Manusia dan ingatannya adalah dua hal yang kerap
kali tak terhubung dengan baik. Inilah yang saya alami sebelum memulai tulisan
ini. Saya kembali mengulik sejak kapan saya ada disini, membuat serangkaian
jejak-jejak kata yang lebih sering saya sembunyikan meskipun ini dunia maya.
Ternyata, sudah 6 tahun ke belakang rumah ini saya bangun, meski masih
sekedarnya. Iya, sejak 2011 saya berhasil membuat rumah ini ada meski awalnya
hanya terisi hasil salin dan tempel dari sumber-sumber lain.
Saya tak pernah benar-benar pergi dari sini. Meski
menyambangi pun baru dua tahunan ini agak rajin. Bukan tak sayang, seringkali
apa yang ingin saya bagi sudah lebih dulu tuntas di tempat lain. seperti di
laman saya yang lain atau tatap muka dengan manusia lain yang masih mau
mendengar rentetetan panjang keluhan saya. Memang, lihat saja sendiri. Sebagian
besar isi dari rumah ini adalah suara yang tak mampu saya keluarkan meski dalam
nada sumbang. Saya memilih menumpahkan semuanya disini, biarpun banyak orang
yang kemudian kesini terbingung-bingung menangkap apa yang saya suarakan.

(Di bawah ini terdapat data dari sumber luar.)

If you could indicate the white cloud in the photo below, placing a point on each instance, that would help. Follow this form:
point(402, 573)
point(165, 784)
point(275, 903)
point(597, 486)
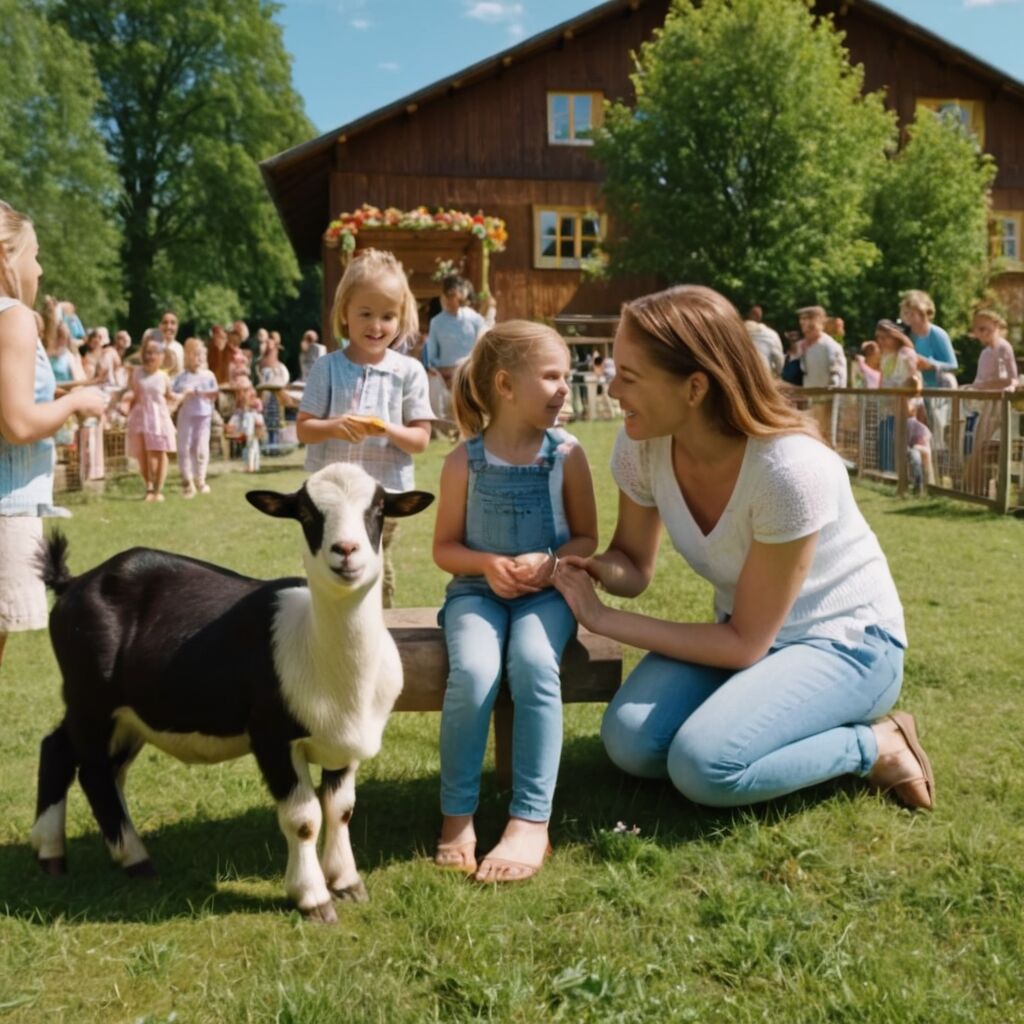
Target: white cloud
point(494, 11)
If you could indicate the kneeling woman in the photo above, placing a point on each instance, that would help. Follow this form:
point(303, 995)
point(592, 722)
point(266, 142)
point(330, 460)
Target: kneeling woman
point(788, 686)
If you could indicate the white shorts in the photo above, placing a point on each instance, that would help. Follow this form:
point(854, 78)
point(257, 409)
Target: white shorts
point(23, 596)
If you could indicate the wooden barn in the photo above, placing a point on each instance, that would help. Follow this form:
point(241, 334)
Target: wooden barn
point(510, 136)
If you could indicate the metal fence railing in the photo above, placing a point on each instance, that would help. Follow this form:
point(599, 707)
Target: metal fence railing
point(972, 450)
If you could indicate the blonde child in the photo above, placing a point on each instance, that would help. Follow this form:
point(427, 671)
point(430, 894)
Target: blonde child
point(247, 426)
point(368, 403)
point(514, 498)
point(198, 388)
point(151, 434)
point(996, 372)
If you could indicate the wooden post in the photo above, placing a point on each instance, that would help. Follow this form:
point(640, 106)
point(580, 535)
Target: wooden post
point(899, 449)
point(1005, 456)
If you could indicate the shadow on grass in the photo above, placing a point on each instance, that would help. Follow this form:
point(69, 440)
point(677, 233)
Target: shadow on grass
point(207, 865)
point(942, 510)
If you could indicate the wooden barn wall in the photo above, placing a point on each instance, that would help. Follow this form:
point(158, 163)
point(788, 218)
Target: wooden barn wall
point(519, 289)
point(483, 145)
point(499, 127)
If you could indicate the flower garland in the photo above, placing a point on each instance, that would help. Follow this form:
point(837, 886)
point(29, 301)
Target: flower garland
point(343, 229)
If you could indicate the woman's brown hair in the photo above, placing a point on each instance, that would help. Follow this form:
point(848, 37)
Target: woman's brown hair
point(14, 233)
point(691, 329)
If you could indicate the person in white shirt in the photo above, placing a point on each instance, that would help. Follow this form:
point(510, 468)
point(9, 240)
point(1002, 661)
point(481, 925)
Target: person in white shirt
point(786, 688)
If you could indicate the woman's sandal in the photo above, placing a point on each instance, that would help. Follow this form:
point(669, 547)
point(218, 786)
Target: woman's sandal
point(459, 857)
point(889, 775)
point(525, 870)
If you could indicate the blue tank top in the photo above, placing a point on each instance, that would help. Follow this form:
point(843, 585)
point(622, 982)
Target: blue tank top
point(27, 470)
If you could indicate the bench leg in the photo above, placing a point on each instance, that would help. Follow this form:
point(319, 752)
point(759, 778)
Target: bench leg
point(503, 744)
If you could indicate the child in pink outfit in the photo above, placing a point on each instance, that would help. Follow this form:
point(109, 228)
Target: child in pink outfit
point(150, 428)
point(198, 388)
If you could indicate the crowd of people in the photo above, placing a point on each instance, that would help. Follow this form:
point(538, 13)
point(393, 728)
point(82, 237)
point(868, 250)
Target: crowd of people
point(911, 352)
point(791, 685)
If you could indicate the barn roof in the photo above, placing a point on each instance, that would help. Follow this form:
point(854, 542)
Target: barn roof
point(299, 179)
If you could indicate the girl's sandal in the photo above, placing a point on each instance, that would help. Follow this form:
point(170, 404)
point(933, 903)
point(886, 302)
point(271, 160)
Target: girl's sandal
point(457, 856)
point(523, 870)
point(889, 775)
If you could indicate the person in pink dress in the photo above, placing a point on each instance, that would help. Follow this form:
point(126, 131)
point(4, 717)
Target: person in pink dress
point(151, 433)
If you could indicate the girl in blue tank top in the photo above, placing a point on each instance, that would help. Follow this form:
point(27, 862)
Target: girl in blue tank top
point(514, 498)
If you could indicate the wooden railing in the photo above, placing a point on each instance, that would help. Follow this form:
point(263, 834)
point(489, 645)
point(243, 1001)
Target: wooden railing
point(976, 452)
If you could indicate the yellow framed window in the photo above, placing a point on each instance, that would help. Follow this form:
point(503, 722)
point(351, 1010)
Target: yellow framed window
point(1009, 226)
point(572, 117)
point(563, 236)
point(970, 114)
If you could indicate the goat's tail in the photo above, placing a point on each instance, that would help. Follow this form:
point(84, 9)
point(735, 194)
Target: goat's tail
point(53, 562)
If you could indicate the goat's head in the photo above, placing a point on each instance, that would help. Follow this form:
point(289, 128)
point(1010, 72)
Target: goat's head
point(341, 510)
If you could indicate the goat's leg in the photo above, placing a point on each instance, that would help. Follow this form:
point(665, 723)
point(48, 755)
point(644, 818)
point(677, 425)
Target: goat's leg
point(96, 773)
point(299, 815)
point(56, 771)
point(338, 801)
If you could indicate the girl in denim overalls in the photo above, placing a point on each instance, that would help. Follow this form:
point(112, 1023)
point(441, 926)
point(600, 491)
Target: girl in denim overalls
point(514, 498)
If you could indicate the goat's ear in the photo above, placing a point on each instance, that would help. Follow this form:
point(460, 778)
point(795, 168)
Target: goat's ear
point(273, 503)
point(408, 503)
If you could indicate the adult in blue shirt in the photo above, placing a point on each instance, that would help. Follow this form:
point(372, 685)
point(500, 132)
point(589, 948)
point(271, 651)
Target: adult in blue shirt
point(935, 350)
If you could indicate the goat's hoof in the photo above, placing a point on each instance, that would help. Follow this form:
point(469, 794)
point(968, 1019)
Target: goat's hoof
point(53, 865)
point(355, 893)
point(141, 869)
point(323, 914)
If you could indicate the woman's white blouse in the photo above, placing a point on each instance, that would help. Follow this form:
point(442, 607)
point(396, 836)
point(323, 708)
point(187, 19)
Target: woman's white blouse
point(788, 486)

Padahal seringkali, saya menulis khusus untuk salah satu dari mereka. Tetap
saja banyak muncul tanya tentang dari bahasa peri yang saya gunakan. Itu kata
mereka, bahasa peri, kata-kata bersayap, puisi-puisi pujangga dan entah apa
lagi. Saya hanya tau ini rumah kepunyaan saya sendiri yang penuh dekorasi tajam
disana-sini agar tak menyakiti orang lain atau juga hati yang meski sepotong
adalah hal yang akan saya jaga untuk menyokong kewarasan milik sendiri.
Rumah ini, pada mulanya adalah korban dari trend yang saya jumpai. Banyak
orang-orang hebat yang berawal dengan punya rumah disini. Saya juga mau.
Apalagi disini adalah tempat dimana saya bisa berteriak selantang-lantangnya meski
hanya segelintir kemudian (itupun terlambat kadang-kadang) yang mendengarnya.
Kemauan saya untuk memiliki rumah yang besar terkabul disini. Tidak seperti di rumah saya yang lain, yang meskipun bebas
dalam hal menumpahkan pikir tetapi tetap ada batasan yang tak bisa ditoleransi.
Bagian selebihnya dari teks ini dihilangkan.